Le cinéma d’animation n’est pas en reste concernant les films dérivés. The Lego Movie nous a donné l’excellent Lego Batman et Lego Ninjago. Shrek nous a donné entre autres deux films de Puss-in-boots. Toy Story a donné naissance à Lightyear, Despicable me aux films Minions et j’en passe.
L’horreur est aussi un genre de plus en plus propice aux spin-offs. Il n’y a qu’à voir le phénomène The Conjuring qui a généré jusqu’à maintenant pas moins de cinq films dérivés dont les trois Annabelle et The Nun.
Un cas particulier de spin-off indirect : l’œuvre du cinéaste Français Francis Veber et son souffre-douleur favori, François Pignon. Sans être des spin-offs purs, la majorité des comédies de Veber mettent en vedette le personnage de pauvre type de Pignon, parfois appelé François Perrin, généralement joué par Pierre Richard (La Chèvre, Les Compères, Le Grand blond avec un soulier noir) ou d’autres (Le Dîner de con). Appelons ça le Multivers du François : ni exactement suite, ni exactement spin-off, mais quelque chose s’y apparentant.
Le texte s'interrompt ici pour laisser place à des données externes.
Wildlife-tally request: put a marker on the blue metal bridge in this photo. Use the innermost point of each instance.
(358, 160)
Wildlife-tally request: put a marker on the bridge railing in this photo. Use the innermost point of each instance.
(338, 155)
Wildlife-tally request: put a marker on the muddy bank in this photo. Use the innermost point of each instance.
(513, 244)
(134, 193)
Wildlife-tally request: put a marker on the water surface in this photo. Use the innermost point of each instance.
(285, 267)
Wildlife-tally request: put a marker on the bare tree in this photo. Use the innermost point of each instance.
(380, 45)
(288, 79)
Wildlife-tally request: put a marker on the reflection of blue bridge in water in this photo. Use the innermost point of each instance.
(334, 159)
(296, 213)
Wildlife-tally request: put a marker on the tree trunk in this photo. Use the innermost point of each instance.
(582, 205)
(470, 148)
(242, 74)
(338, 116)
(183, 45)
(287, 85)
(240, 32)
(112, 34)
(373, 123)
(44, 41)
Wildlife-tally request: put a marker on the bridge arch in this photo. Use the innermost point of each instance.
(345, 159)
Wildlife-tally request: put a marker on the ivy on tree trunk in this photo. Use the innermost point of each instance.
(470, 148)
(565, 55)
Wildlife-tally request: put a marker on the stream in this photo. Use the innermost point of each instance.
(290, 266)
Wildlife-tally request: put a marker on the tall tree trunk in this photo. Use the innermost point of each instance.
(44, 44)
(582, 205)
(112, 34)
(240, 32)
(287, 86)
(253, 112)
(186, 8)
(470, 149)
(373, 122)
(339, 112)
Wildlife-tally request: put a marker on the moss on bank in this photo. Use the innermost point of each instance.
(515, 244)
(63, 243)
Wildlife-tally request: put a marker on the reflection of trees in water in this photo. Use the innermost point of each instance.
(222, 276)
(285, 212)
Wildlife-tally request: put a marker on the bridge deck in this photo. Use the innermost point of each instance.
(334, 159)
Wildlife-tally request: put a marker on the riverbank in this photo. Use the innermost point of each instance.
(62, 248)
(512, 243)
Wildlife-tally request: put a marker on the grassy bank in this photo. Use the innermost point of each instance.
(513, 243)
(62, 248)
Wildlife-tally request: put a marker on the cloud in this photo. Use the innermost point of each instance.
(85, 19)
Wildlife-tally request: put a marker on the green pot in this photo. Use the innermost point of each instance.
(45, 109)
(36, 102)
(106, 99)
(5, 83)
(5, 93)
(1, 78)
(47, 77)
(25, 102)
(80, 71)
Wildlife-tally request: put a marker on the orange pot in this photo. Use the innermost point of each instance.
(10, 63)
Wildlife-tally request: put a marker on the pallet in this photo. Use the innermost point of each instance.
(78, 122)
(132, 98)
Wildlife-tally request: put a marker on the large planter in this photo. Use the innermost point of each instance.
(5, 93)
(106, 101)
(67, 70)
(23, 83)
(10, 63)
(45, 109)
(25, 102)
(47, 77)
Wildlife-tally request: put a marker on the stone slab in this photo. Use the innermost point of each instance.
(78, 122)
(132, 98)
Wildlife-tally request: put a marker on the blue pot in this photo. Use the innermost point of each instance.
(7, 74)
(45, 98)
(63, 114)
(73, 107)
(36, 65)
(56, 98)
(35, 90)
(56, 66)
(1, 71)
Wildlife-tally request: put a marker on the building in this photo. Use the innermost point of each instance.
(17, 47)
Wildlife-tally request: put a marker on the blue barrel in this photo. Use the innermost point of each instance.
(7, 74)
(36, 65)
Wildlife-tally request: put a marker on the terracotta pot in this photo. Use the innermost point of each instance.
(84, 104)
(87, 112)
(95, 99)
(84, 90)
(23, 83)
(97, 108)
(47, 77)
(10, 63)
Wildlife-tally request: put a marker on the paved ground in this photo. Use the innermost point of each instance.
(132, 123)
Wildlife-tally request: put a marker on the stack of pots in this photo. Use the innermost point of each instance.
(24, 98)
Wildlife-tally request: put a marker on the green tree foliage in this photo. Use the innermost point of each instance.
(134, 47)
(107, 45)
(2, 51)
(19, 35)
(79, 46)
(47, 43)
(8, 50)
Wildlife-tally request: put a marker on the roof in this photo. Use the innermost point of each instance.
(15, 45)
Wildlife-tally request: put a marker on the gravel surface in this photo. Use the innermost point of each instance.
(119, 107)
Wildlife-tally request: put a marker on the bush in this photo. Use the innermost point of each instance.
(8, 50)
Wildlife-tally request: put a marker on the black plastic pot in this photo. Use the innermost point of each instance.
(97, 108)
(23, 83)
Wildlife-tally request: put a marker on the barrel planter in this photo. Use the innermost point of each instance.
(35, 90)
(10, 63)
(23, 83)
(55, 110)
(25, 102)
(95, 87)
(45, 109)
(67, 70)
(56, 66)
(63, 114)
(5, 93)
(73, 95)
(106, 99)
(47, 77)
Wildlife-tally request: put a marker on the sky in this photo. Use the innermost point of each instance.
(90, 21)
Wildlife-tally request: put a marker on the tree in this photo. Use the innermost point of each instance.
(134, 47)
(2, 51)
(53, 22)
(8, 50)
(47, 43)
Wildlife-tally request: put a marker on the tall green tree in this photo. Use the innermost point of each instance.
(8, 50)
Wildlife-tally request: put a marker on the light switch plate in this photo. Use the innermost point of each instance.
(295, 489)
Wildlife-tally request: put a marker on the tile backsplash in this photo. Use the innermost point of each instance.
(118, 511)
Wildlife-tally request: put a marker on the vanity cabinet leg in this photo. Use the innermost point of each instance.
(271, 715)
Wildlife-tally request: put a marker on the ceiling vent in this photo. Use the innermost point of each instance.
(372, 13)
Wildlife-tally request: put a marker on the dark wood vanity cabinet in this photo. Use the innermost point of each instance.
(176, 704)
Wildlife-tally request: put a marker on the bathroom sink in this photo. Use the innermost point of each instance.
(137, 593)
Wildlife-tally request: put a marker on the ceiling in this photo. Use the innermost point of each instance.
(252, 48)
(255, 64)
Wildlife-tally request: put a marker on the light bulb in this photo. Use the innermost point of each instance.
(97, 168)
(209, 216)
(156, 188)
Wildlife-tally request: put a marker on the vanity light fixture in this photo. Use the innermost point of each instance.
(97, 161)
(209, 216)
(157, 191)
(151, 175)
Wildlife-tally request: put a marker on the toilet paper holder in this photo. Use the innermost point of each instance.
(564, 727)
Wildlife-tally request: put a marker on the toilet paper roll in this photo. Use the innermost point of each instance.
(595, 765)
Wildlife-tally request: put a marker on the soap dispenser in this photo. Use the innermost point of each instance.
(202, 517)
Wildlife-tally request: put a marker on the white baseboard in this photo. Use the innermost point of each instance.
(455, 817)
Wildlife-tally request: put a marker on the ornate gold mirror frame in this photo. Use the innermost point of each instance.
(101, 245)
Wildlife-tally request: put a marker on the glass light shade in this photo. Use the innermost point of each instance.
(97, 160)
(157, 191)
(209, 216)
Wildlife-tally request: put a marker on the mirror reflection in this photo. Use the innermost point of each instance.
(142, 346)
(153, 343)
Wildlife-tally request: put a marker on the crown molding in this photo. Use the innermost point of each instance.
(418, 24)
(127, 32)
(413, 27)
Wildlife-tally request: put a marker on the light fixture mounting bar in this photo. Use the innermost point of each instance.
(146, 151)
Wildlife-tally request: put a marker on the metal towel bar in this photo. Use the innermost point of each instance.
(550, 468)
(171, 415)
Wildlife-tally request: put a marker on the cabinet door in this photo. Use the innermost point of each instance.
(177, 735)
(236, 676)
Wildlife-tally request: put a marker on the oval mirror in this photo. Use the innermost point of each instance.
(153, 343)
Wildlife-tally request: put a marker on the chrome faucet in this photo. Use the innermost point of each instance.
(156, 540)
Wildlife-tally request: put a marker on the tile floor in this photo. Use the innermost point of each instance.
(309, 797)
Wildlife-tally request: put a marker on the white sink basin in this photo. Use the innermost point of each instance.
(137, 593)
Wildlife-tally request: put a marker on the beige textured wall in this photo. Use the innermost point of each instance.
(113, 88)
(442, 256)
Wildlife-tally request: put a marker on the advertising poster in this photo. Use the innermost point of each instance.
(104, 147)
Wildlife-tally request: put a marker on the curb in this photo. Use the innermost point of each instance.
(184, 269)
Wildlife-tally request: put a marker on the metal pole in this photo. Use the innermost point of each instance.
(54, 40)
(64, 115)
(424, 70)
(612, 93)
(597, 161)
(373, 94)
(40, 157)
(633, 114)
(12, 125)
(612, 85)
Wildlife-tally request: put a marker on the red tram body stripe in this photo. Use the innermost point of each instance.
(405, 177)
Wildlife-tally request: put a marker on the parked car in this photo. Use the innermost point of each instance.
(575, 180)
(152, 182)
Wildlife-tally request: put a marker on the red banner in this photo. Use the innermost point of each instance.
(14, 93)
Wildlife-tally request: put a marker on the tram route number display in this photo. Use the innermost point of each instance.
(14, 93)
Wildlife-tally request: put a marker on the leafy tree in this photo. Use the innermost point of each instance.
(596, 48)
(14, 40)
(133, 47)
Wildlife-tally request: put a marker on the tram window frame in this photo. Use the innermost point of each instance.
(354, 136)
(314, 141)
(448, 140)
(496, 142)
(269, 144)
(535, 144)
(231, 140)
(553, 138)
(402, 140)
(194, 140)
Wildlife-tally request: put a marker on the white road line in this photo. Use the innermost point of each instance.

Avec l’argent qu’il y a à faire, on ne verra pas la fin des spin-offs de sitôt au contraire, on note une accélération nette de leur utilisation tant à la télé qu’au cinéma.
SUGGESTIONS
Certains des meilleurs spin-offs cinéma de tous les temps
DEADPOOL
Le meilleur dérivé de l’univers X-Men
LOGAN
Le 2e meilleur dérivé de X-Men.
A SHOT IN THE DARK
De la Panthère Rose naît… l’inspecteur Clouseau !
LEGO BATMAN
Du plaisir assuré peu importe votre âge.
BORAT
Ce qui est sorti de meilleur de l’émission britannique Da Ali G Show.
THE SUICIDE SQUAD
Celui de James Gunn, là, pas celui avec Will Smith.
CREED
Un bel ajout à la légende de Rocky.
ROGUE ONE
Pour plusieurs (ok moi), le meilleur Star Wars.